L’autre pays – Sébastien Berlendis
Paru en 2014 chez Stock, L’autre pays, est un roman de Sébastien Berlendis. Le narrateur nous conte un voyage dans le nord et le centre de l’Italie qui se conclut à Rome. En même temps, il convoque des souvenirs amoureux, son histoire familiale et les migrations italiennes d’avant et après la Première Guerre.
Des phrases de Sébastien Berlendis, nous retiendrons d’abord la simplicité. L’auteur ne s’embarrasse pas de longues circonvolutions, de digressions ampoulées et indigestes. Au contraire : tout est dit simplement, avec une pointe de minimalisme qui invite le lecteur directement au cœur du récit. Or, cette économie du mot permet la naissance dans ce court récit (70 pages) d’un sentiment d’appartenir au lieu, de faire corps avec l’histoire. L’auteur vient de la photographie et de fait, son écriture emprunte à celle-ci : le détail est présent, les scènes naissent puis disparaissent comme au sein d’un ouvrage de Lartigue ou d’un Plossu amoureux (Almeria ou Rome).

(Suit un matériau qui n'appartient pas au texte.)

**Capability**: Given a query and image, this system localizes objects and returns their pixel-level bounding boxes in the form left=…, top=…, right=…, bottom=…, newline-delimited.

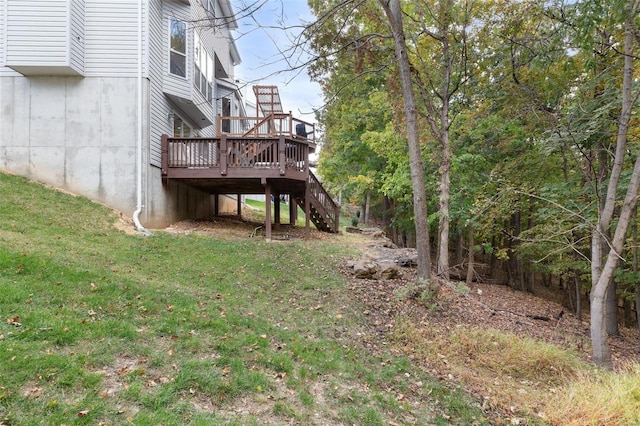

Il y a aussi quelque chose de cinématographique dans L’autre Pays, les personnages principaux et secondaires évoluant à travers un décor de carte postale, une réalité qui s’échappe parfois vers la magie, les chapitres se succédant pareil aux plans d’un film qui serait ce séjour estival.
Parce que les textes sont comme ça : le concret cède peu à peu sa place à quelque chose qui oscille entre rêve et souvenir, fragments de mémoire et preuves tangibles de ce qui a été.
Il est intéressant d’ailleurs de constater que cet autre pays revient parmi plusieurs de ses ouvrages et qu’à chaque fois les thèmes de l’amour, la mort, le désir, le corps, la chaleur, et une exubérance contenue sont en contrepoints permanents. Est-ce une tentative d’épuisement du sujet ? De la mémoire ? Comme il peut y avoir des motifs photographiques auxquels nous revenons sans cesse ? Il est impossible de le dire. Alors qu’il a fait des détours ailleurs (Berlin et ses Seize lacs et une seule mer, par exemple), Sébastien Berlendis revient à l’Italie dans son dernier ouvrage Lungomare (Actes Sud 2024). Mais au fond qu’importe le lieu, puisque les mots plein de mélancolie viennent nous parler à l’âme.
La beauté ici transcende les jours et les heures, laisse au cœur une douce nostalgie. C’est très certainement ce qui est essentiel et ce qui fait que L’autre pays est à la fois unique et multiple.